Preece s'apprêtait à répondre mais sa bouche se ferma. Clark dissimula le triomphe qu'il ressentait et ferma son bloc-notes, le rangeant dans le porte-documents que Lois portait toujours. A tout autre moment, il aurait suivi ce lien menant à Lex avec cette sorte de ténacité de bulldog qui avait fait la célébrité de Lane et Kent, mais pour l'instant, cela devrait attendre que Lois et lui retrouvent Nick Trifyllis et reprennent leur corps. Mais après cela… <Je te tiens, Lex>. "Merci, M. Preece. Je garderai ses papiers et cette interview confidentiels."

"A ton avis, qui est cet Alex ou Alexios ?" demanda Lois, relisant les deux courtes lettres pour la douzième fois.
Clark hocha la tête. "Un ami ? Une relation ? Un copain mordu d'informatique ? C'est un diminutif avec une racine grecque -- comme Nick et Chris," ajouta-t-il devant sa mine étonnée, "mais, je ne sais pas si ça veut dire quelque chose car Alex est un prénom très utilisé dans beaucoup de langues."
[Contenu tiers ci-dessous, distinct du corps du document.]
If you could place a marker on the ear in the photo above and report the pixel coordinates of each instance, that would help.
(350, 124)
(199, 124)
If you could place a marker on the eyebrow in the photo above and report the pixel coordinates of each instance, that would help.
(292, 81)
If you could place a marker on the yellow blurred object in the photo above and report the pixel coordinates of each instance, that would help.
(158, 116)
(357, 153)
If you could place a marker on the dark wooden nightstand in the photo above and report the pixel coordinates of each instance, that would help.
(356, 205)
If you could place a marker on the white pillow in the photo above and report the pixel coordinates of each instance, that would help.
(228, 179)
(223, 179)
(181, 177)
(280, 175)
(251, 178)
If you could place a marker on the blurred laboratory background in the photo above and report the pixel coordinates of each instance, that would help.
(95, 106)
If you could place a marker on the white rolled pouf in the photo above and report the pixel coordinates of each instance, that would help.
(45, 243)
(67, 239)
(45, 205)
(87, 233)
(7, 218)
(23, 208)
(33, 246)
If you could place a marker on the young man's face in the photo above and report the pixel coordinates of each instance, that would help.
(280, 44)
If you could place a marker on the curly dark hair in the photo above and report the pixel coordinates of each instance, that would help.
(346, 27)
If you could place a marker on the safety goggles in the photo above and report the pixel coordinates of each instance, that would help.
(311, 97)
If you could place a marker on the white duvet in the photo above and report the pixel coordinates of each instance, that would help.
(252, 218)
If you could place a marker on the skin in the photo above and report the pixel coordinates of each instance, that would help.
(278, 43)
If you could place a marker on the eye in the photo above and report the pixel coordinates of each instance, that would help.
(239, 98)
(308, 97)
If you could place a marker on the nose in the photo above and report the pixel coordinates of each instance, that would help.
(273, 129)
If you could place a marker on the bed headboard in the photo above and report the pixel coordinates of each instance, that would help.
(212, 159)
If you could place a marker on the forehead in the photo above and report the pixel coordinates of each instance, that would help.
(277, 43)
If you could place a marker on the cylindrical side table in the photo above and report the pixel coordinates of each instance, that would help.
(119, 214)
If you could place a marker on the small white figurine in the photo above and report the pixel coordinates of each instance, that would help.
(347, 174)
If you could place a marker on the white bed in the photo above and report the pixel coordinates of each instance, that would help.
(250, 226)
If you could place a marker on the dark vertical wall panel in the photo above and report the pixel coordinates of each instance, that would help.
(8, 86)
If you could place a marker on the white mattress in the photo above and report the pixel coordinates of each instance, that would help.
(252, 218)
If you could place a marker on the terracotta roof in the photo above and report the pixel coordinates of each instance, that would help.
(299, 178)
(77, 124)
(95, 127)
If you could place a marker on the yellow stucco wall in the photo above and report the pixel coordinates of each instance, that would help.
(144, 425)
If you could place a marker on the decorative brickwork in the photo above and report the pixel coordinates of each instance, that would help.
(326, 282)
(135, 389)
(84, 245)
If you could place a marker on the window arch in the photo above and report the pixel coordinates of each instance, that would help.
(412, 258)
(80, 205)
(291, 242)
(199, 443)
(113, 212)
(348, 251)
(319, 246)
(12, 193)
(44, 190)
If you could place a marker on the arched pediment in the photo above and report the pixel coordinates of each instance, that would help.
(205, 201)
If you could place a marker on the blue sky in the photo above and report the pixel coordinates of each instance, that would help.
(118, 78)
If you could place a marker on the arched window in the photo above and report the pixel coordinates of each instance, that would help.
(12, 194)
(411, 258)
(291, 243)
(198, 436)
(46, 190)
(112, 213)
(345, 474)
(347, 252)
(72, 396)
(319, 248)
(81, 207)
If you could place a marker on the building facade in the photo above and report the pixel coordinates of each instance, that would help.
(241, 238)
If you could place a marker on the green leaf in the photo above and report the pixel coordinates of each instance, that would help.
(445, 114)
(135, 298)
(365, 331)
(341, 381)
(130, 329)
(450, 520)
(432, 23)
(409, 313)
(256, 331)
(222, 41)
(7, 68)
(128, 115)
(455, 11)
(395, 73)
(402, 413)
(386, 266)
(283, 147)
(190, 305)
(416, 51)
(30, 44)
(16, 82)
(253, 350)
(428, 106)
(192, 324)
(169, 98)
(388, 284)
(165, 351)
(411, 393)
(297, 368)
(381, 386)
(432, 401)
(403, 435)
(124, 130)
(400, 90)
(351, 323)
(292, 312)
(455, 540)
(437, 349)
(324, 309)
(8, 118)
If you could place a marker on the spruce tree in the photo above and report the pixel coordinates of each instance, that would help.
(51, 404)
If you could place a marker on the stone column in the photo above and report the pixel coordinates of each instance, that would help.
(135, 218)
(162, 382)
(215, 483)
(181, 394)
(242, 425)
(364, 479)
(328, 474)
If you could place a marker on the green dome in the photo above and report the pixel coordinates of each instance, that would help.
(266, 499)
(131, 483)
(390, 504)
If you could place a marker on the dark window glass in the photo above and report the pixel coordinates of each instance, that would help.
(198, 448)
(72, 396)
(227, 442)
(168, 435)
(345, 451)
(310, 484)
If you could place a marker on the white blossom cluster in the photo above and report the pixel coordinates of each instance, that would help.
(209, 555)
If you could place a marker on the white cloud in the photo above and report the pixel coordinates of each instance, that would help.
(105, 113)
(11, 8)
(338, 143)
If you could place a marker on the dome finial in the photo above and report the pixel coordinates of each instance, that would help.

Alertée par sa super oreille, Lois se leva et ouvrit la porte de la salle de conférence. "Jimmy a peut-être trouvé quelque chose."
"Hé, merci, CK," dit Jimmy, portant un paquet de dossiers et de papiers qu'il posa sur la table de la salle de conférence. "Bon voilà, les amis. Tout ce que j'ai pu trouver sur Trifyllis, Trifyllis et Trifyllis, *y* compris la copie d'un mémoire et la retranscription d'un procès," ajouta-t-il en souriant.
Lois et Clark ouvrirent la bouche en même temps. "Un procès--? *Et* Trifyllis ?"
Le jeune homme faisant office de photographe et futur reporter continua de sourire. "Amusez-vous." Il referma la porte de conférence derrière lui.
"D'accord, un de ces types a un dossier criminel," marmonna Lois, plongeant dans la pile en dispersant les papiers.
Clark les prit et les empila, tandis qu'elle les mettait sur le côté, en regardant chacun d'eux pendant qu'il les rangeait. "Et il se pourrait bien que notre mystérieux Alexios soit peut-être le frère des deux autres, après tout."
"Ah-hah !" cria-t-elle triomphante. "Alexander Trifyllis contre la Société Nano Ware." Elle tourna les pages de plus en plus vite tout en les lisant, jusqu'à ce qu'elle les ait toutes ouvertes. Elle releva la tête en haletant. "Wow, quelle dextérité tu dois avoir, chéri."
Clark sourit légèrement et continua de lire. "Oui, c'est parfois utile."
"Et tu as raison. Alex, Nick et Chris sont frères. Ils ont témoigné à son procès."
"On dirait que ça ne l'a pas beaucoup aidé. Il a quand même été bouclé aux frais des contribuables," ajouta Clark en lisant l'une des pages que Lois avait laissée.
Lois se pencha sur lui pour lire par-dessus son épaule. "Il est déjà dehors ?" dit-elle avec surprise. "Je pensais que Fences l'aurait fait enfermer à vie pour avoir saboté ses ordinateurs."
"Regarde la date. On avait déjà dévoilé l'affaire de chantage de Fences."
Elle acquiesça. "Et il avait déjà assez de problèmes de son côté. Qu'est-ce que tu cherches ?"
"Sa dernière adresse connue. Ou un contrôleur judiciaire."
"D'accord." Elle se leva, ferma les stores et quand elle se retourna les papiers volèrent dans tous les sens et se retrouvèrent proprement empilés. En souriant d'un air satisfait, Lois agita deux feuilles de papier. "Adresse et numéro de téléphone d'Alex Trifyllis et de son contrôleur judiciaire."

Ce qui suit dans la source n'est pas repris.